Chandra estimates that there could be as much as 8 million pounds of crawdads scattered around the 22-by12-mile lake, which were introduced in the late 1800s. He is helping the Nevada Department of Wildlife by identifying the best places and practices for harvest. He's been working closely with entrepreneurs who brought the harvest idea forth to public agencies and supports their efforts.

"These guys have a great idea and they've made investments and connections to build a viable business while helping the environment," Chandra said.

The plan would involve placing traps on the bottom of the Nevada side of the , from 5 to 250 feet below the surface, and selling the harvest to restaurants and local meat wholesalers.

"It's a good project all the way around," Fred Jackson of Tahoe Lobster Company said. "We spent a lot of time with Sudeep.
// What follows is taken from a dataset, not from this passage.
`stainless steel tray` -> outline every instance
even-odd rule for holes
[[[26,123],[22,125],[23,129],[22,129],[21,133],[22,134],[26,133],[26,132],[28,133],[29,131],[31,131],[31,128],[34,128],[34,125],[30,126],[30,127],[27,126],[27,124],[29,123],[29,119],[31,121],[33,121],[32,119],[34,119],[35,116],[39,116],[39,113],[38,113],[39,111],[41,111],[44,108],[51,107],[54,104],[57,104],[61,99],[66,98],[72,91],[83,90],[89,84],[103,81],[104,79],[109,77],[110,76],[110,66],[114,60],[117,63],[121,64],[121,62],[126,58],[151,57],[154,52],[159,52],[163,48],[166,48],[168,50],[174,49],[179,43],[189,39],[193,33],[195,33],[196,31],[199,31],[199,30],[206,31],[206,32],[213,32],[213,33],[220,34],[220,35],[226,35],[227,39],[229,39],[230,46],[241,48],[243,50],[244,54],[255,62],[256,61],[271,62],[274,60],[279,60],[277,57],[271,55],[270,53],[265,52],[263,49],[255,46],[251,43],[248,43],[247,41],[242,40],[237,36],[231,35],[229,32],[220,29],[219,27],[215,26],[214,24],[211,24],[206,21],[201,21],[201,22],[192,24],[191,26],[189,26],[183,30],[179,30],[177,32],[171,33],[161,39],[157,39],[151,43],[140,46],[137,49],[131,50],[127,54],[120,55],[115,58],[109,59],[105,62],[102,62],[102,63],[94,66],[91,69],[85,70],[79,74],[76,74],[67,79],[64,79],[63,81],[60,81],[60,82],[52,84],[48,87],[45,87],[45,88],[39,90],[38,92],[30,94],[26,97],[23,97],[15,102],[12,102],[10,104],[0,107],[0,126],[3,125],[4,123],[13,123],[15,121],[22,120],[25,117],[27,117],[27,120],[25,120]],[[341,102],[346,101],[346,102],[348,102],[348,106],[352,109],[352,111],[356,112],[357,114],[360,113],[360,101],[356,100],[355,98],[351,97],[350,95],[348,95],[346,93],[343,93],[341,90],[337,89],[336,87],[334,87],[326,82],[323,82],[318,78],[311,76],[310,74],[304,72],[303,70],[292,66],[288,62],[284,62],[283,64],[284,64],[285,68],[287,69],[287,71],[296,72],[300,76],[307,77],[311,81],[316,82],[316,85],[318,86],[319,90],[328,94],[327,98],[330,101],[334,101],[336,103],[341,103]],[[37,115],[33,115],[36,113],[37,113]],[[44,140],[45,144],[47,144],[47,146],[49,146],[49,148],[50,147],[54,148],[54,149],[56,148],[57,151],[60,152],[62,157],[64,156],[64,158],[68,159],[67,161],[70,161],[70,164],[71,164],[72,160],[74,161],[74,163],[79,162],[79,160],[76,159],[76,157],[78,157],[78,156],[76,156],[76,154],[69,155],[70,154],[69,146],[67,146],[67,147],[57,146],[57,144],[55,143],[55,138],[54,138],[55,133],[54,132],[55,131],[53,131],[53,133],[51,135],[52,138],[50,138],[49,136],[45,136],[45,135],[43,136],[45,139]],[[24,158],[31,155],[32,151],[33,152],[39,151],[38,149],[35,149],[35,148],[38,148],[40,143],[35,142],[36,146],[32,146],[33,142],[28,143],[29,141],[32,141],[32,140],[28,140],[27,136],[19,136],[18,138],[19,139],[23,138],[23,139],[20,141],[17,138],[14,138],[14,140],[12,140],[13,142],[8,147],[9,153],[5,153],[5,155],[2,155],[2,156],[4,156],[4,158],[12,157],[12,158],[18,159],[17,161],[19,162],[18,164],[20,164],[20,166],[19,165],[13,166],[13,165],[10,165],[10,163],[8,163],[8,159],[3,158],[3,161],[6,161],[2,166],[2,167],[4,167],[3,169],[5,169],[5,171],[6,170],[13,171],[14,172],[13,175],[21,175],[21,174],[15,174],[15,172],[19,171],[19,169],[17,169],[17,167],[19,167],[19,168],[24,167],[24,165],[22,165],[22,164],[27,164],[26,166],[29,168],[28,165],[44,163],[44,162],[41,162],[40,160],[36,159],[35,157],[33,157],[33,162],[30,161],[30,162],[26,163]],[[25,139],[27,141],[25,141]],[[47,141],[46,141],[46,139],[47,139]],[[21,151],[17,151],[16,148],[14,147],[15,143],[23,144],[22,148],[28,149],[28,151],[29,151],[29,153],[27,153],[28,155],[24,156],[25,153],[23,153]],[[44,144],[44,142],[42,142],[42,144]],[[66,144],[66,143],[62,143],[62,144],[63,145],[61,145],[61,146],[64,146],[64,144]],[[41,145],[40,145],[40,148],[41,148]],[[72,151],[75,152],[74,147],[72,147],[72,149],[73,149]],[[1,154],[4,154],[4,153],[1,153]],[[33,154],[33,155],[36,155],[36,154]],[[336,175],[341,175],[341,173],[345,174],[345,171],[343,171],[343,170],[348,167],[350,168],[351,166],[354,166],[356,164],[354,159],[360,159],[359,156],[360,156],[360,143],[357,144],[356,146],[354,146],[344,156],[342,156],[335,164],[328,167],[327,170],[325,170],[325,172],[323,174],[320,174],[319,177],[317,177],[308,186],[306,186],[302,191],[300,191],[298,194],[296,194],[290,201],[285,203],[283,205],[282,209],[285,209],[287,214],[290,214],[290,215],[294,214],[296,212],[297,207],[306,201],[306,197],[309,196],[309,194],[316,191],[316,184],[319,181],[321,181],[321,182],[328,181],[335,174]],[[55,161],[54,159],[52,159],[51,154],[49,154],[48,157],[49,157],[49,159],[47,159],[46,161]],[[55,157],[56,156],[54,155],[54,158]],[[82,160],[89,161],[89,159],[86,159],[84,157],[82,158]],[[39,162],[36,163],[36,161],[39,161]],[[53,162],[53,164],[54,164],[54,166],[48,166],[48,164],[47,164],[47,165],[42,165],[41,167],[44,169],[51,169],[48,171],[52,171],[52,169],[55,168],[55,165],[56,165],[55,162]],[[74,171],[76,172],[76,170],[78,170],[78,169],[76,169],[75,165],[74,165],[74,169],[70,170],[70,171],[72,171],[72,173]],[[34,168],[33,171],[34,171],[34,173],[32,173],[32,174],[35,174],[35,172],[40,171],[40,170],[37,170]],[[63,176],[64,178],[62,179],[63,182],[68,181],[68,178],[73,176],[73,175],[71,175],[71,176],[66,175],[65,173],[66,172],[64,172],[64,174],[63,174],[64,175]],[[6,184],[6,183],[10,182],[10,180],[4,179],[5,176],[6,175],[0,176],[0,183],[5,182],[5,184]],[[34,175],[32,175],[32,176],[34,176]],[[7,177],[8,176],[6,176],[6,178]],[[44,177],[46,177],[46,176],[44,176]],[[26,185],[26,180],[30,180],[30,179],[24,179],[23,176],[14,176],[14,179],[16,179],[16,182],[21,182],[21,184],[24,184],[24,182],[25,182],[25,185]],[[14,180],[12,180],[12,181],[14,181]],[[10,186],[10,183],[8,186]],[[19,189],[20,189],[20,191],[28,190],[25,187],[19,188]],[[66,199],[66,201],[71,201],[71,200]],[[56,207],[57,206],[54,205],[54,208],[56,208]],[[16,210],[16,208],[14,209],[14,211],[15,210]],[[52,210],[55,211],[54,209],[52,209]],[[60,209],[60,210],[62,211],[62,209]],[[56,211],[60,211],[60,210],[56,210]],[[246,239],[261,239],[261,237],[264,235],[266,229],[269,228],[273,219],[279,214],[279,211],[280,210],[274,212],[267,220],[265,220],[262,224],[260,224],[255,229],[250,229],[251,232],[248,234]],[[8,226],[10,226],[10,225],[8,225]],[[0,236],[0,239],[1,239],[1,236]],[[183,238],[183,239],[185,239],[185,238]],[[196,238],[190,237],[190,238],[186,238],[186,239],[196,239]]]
It's a blend of science and economics, and it took a lot of time to figure out a business plan. We've had a huge positive response from local restaurants, and some from out of the area as well."

Jackson, who is president of one of two companies with permits pending, expects to stimulate the economy by providing a new source of tourism and a new market for restaurants, hotels and casinos.

Chandra, who is based in the College of Agriculture, Biotechnology and Natural Resources, studies lakes and their ecosystems around the world. He said harvesting occurs profitably in other areas of the country.

"It can have a positive effect on the economy and the environment," he said. "And with a little butter and garlic, it's tasty too."